Recognize Magic: The Gathering (MTG) cards in images by detecting and recognizing their names.
Visions is a Python 3 and C++ program for recognizing Magic: The Gathering cards in images. It currently recognizes cards with black text in the name (modern and M15 frames).
The recognition is done by first detecting and then reading the card names in the image. The process can be split in five phases:
- FASText points are used to detect connected components that could be parts of a card's name.
- A convolutional neural network classifies the found connected components as parts of card names or noise.
- DBSCAN clustering connects found components to form text lines.
- A recurrent neural network containing an LSTM unit is used to read the detected text.
- Language model using SymSpell matches raw results to card names to improve recognition results.
This program is a constructive part of my master's thesis. The thesis contains full details of the implementation in Finnish. A more detailed explanation in English might be added later as a GitHub page or in some other format.
Datasets used for training the neural networks are published in visions-datasets.

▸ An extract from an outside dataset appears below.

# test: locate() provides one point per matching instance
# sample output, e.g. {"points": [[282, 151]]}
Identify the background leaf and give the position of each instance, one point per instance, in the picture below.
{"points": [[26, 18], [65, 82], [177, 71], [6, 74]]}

Since Python 3 can be too slow for calculation intensive operations, FASText and DBSCAN are implemented in C++. The following installation instructions have been tested on a fresh installation of Ubuntu 18.04 LTS.
- Cmake for compilation automation. I installed Cmake 3.17.3 from source code, but any version starting from 3.12 should work.
- A C++ compiler supporting C++11 standard. I used g++ 7.5.0, which was simply installed with
sudo apt install g++
. - Python 3.6 for running the Python code. It's already included in Ubuntu 18.04.
- Install dependencies:
sudo apt install python3-dev
sudo apt install python3-numpy
- Compile the code:
mkdir build
cd build
cmake ../
cmake --build ./
If the compilation was successful, there should now be a file called libftpy.so
in the py
folder of the project.
- Create a virtual environment and activate it:
sudo apt install python3-venv
python3 -m venv env
source env/bin/activate
- Upgrade pip and setuptools
pip install --upgrade pip
pip install --upgrade setuptools
- Install depedencies using
requirements.txt
file
pip install -r requirements.txt
Now that the installation is complete, you can use py/main.py
to process images from the inputs
folder. Run
python py/main.py
to process the sample inputs.
You can generate visual outputs similar to the images on top of this page by adding a --visualize 1
command line argument:
python py/main.py --visualize 1
The generated images can be found in a folder called outputs
.
Argument | Purpose | Default | Example |
---|---|---|---|
input |
Specify input image folder | "inputs" | python py/main --input my_input_folder |
visualize |
Toggle on visualization output | 0 | python py/main --visualize 1 |
output |
Specify visualization output folder | "outputs" | python py/main --visualize 1 --output my_output_folder |
- The most glaring issue of the implementation is that it only recognizes cards with black text in names. White text cards is the first improvement to be done. It should be possible to add the white text cards, by expanding the training data and tweaking the options of FASText.
- There's no unit tests. Unit tests would be useful for at least FASText code.
- The detection pipeline doesn't detect text lines that are heavily rotated. The pipeline is also a bit complex. Alternative detection methods should be tested.